ではなぜ、これほど大きな営業収益を上げ、しかも福岡の本社からある程度独立した動きを見せる国際物流事業本部が、
「分社化されず一部門のまま残っている」
のか。これは業界の中でも説明しにくい点のひとつである。ちなみに、国内フォワーダー大手5社のうち、同じ電鉄系では、近鉄グループの近鉄エクスプレスと、阪急阪神グループの阪神阪急エクスプレスは、いずれも鉄道会社からわかれた別会社として運営されている。
気になるのは国際物流事業本部の営業利益である。2026年3月期は、不動産の116億円、レジャー・サービスの64億円に対し、物流は前期比55%増となったものの61億円にとどまっており、利益率が高いとはいえない。
同じ期では、為替変動による円換算額の増加や輸出入取扱量の増加により増収増益となったが、裏を返せば、為替などの海外要因に影響を受けやすく、国内の運輸や不動産に比べて安定性に欠ける面がある事業でもある。
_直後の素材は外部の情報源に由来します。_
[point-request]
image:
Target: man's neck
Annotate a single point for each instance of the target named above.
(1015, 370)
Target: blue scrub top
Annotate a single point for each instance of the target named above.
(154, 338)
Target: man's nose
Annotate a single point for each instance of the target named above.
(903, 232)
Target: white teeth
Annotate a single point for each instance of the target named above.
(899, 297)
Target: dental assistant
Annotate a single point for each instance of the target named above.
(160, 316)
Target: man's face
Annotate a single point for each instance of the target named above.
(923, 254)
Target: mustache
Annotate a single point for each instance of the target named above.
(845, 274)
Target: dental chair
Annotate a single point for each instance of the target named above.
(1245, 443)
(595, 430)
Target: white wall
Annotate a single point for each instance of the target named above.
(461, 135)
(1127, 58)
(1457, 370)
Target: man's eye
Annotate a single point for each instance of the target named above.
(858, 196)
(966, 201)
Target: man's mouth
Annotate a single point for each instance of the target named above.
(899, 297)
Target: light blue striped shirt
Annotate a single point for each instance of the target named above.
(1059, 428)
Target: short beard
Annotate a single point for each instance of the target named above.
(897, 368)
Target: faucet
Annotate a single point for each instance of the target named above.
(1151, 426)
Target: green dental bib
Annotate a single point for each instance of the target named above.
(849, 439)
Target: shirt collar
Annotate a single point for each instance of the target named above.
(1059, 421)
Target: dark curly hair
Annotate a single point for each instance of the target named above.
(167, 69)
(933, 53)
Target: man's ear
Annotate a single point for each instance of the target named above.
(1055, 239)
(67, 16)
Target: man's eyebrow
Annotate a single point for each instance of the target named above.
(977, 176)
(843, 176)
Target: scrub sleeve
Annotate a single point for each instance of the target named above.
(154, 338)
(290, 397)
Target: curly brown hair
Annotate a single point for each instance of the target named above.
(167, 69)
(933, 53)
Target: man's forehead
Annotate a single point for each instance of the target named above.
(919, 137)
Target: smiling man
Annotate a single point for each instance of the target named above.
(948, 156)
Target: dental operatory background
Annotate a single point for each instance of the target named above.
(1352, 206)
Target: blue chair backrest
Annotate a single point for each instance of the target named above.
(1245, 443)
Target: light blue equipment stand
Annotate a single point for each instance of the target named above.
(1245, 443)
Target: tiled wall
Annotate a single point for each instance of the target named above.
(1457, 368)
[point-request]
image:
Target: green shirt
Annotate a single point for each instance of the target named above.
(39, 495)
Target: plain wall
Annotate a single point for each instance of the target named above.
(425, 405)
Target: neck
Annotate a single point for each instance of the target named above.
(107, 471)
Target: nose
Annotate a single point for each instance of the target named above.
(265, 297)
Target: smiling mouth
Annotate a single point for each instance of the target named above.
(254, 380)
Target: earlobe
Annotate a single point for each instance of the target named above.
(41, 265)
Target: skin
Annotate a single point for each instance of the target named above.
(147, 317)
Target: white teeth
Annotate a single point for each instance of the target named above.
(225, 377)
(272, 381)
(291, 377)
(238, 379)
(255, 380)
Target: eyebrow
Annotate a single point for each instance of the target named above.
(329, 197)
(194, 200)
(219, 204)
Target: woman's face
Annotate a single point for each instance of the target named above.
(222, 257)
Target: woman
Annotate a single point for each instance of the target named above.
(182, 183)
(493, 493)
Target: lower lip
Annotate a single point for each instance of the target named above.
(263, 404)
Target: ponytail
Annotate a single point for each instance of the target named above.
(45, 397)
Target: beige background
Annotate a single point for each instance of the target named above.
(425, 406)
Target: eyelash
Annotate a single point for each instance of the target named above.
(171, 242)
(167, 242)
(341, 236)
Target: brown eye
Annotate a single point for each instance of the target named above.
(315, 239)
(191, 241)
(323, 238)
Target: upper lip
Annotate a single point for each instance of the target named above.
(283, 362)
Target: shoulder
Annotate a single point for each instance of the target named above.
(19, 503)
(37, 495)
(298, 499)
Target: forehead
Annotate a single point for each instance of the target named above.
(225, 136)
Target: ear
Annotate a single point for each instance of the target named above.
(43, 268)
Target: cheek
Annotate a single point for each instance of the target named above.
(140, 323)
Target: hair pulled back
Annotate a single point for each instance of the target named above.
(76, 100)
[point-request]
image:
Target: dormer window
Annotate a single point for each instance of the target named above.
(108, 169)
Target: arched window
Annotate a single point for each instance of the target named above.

西日本鉄道の「実質2社体制」は、
・変動の大きいが規模の大きい事業
・比較的安定した事業
を同じ会社の中で支える形とも見える。ただ、近鉄エクスプレスや阪神阪急エクスプレスが別会社として動いていることを考えると、あえて分社化しない理由はわかりにくい。メーカーなどでは、同じ会社の中で事業ごとに独立性を持たせるカンパニー制を取る例もあるが、西日本鉄道の「実質2社体制」は、それとも少し異なる形に見える。
前述の西鉄エアサービスは子会社として順調に成長しているだけに、この謎は簡単には解けそうにない。